Search code examples
scalaout-of-memorysieve-of-eratosthenes

Scala performance - Sieve


Right now, I am trying to learn Scala . I've started small, writing some simple algorithms . I've encountered some problems when I wanted to implement the Sieve algorithm from finding all all prime numbers lower than a certain threshold .

My implementation is:

import scala.math

object Sieve {

    // Returns all prime numbers until maxNum
    def getPrimes(maxNum : Int) = {
        def sieve(list: List[Int], stop : Int) : List[Int] = {
            list match {
                case Nil => Nil
                case h :: list if h <= stop => h :: sieve(list.filterNot(_ % h == 0), stop)
                case _ => list
            }
        }
        val stop : Int = math.sqrt(maxNum).toInt
        sieve((2 to maxNum).toList, stop)
    }

    def main(args: Array[String]) = {
        val ap = printf("%d ", (_:Int)); 

        // works
        getPrimes(1000).foreach(ap(_))

        // works 
        getPrimes(100000).foreach(ap(_))

        // out of memory
        getPrimes(1000000).foreach(ap(_))

    }
}

Unfortunately it fails when I want to computer all the prime numbers smaller than 1000000 (1 million) . I am receiving OutOfMemory .
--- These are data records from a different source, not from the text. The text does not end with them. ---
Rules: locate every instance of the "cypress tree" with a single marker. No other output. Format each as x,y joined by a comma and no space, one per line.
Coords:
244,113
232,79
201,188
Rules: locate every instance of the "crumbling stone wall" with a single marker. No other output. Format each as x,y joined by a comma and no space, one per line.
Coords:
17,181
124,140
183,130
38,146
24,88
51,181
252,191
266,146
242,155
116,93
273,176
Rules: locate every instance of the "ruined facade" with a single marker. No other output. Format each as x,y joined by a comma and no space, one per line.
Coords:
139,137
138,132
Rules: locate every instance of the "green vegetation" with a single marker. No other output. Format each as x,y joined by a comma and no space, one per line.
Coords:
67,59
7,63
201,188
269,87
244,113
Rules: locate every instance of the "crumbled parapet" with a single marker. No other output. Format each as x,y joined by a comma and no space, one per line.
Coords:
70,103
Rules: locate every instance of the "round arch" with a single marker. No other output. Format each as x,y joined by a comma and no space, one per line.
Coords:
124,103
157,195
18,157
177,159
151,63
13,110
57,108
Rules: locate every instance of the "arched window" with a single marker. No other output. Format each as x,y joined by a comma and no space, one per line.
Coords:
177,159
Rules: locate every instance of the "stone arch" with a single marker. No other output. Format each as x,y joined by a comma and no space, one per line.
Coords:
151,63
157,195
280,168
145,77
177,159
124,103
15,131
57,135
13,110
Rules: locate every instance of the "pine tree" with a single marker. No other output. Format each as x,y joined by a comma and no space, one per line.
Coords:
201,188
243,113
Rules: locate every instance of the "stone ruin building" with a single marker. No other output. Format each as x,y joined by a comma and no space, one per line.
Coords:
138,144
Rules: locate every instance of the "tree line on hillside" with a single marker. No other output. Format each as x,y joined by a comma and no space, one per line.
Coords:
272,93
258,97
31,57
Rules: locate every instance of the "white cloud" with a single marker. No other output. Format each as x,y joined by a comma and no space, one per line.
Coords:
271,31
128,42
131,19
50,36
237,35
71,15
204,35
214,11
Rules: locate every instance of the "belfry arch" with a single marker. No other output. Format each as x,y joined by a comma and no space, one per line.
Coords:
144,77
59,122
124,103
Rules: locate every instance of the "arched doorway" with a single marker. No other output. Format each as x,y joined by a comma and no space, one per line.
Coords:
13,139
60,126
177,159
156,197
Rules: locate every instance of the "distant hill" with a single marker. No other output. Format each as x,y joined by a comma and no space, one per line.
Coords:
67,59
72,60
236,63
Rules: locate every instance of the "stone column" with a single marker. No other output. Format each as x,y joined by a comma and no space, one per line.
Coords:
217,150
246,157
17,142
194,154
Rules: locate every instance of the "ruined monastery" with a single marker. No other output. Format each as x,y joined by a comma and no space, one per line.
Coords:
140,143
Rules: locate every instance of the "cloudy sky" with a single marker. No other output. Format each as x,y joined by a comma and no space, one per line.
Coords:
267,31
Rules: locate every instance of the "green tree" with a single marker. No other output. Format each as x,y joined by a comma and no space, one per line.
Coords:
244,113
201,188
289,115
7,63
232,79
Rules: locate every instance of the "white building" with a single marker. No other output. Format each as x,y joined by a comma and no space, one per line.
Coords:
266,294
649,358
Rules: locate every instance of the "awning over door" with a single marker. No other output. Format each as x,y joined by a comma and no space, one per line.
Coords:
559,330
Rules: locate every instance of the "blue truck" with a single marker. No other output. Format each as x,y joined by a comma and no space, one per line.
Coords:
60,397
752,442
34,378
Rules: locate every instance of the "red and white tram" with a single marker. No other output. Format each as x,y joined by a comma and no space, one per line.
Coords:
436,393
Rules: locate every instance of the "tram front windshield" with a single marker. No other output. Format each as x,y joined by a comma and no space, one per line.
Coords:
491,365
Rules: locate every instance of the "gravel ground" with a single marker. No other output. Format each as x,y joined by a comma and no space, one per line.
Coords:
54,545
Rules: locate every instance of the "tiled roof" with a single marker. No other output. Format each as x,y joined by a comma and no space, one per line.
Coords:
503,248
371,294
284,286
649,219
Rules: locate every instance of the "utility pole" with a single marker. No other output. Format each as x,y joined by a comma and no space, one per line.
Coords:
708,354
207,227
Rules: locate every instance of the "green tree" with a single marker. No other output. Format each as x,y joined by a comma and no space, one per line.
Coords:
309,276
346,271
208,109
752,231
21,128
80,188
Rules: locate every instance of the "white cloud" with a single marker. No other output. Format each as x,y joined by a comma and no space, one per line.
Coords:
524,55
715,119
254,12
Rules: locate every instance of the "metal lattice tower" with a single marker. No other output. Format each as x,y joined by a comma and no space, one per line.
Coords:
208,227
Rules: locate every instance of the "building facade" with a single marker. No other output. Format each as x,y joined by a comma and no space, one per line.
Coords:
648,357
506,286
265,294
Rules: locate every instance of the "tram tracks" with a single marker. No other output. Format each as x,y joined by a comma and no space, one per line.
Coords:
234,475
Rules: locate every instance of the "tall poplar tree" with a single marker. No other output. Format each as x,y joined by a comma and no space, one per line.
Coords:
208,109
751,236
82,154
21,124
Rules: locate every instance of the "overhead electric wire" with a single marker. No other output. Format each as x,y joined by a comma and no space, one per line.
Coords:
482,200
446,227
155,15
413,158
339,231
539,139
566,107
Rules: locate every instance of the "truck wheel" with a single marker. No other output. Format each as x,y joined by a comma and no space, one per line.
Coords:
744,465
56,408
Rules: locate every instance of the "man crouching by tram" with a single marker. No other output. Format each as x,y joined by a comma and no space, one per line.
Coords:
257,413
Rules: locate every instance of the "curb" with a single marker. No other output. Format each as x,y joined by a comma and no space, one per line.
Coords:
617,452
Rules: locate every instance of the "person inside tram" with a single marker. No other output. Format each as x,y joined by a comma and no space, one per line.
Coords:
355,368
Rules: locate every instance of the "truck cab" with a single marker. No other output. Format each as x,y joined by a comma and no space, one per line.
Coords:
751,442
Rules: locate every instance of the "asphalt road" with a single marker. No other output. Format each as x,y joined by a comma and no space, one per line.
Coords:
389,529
Do you have any idea on how to optimize the code, or how can I implement this algorithm in a more elegant fashion .

PS: I've done something very similar in Haskell, and there I didn't encountered any issues .


Solution

  • I would go with an infinite Stream. Using a lazy data structure allows to code pretty much like in Haskell. It reads automatically more "declarative" than the code you wrote.

    import Stream._
    
    val primes = 2 #:: sieve(3)
    
    def sieve(n: Int) : Stream[Int] =
          if (primes.takeWhile(p => p*p <= n).exists(n % _ == 0)) sieve(n + 2)
          else n #:: sieve(n + 2)
    
    def getPrimes(maxNum : Int) = primes.takeWhile(_ < maxNum)
    

    Obviously, this isn't the most performant approach. Read The Genuine Sieve of Eratosthenes for a good explanation (it's Haskell, but not too difficult). For real big ranges you should consider the Sieve of Atkin.